Each school day, high school students throughout Hunt County roll up their sleeves and get to work in their various career education classes. And while school districts continue to work to ensure that their kids meet state standards of college readiness, many are providing opportunities for young people to not only learn skills in their vocational classes, but also earn professional certifications.

For example, students at Greenville High School (depending on which career technology pathway they take), can earn certifications in skills as diverse as welding, electrical systems, veterinary assistance, culinary arts, or use of specific software, such as Microsoft Excel or Adobe Creative Suite. Likewise, even the smallest districts in Hunt County, like Boles ISD, offer opportunities to earn professional certifications in several of the same fields.

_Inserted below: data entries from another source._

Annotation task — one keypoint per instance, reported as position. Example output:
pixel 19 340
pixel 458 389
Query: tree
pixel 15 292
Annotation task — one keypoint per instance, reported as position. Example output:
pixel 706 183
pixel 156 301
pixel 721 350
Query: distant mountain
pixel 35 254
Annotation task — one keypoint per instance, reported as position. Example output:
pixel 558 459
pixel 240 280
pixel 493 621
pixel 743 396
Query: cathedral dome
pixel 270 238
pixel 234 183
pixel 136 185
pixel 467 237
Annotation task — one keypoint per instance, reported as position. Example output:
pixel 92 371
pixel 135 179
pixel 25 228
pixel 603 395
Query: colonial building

“Even when I was little, I was interested in engineering, but as a girl I was reluctant,” said Anika Escobar, a junior at Greenville High School. “But, after I started with FIRST Robotics and then solar car (class/team), I started to learn what all goes behind the making of a car and I liked it. In solar car, I learned so much about welding that I took the test to become AWS certified and passed.”

While some certifications don’t require prerequisites for testing, some require a certain number of classroom and/or work hours. This is the case with earning a veterinary assistant certification, as applicants are required to have a minimum of 200 classroom hours and a minimum of 300 work hours (as a volunteer or paid) in an animal clinic.

“I’ve been working at VCA Ridge Road Animal Hospital in Rockwall for about nine months,” said Brendan Warner of Caddo Mills High School. “I was a volunteer for six of those months, but now I get paid and I do lots of things like draw blood and collect urine.

“I plan to continue working at an animal clinic through college,” Warner added.

Many of the vocational offerings at high schools in the area also offer opportunities for students to work alongside their school’s staff and in their community. Examples of these kinds of programs can be seen in both Boles and Greenville ISD’s culinary arts programs.

“We have a five-year program here, where the students get to learn about the whole process of working in and managing a restaurant,” said Boles ISD culinary arts instructor Tim Dawson. “They work in the cafeteria and serve other students, and even though we haven’t done it since COVID, we have catered events.

“When they finish, they can try for a restaurant management certification,” Dawson added. “We’ve had some who have done that and gone on to a full-on culinary school, like one who’s currently at the Culinary Institute of America in San Antonio. We also have a former student who wants to open a coffee shop and bistro someday, and he’s working on a business degree now to help with that.”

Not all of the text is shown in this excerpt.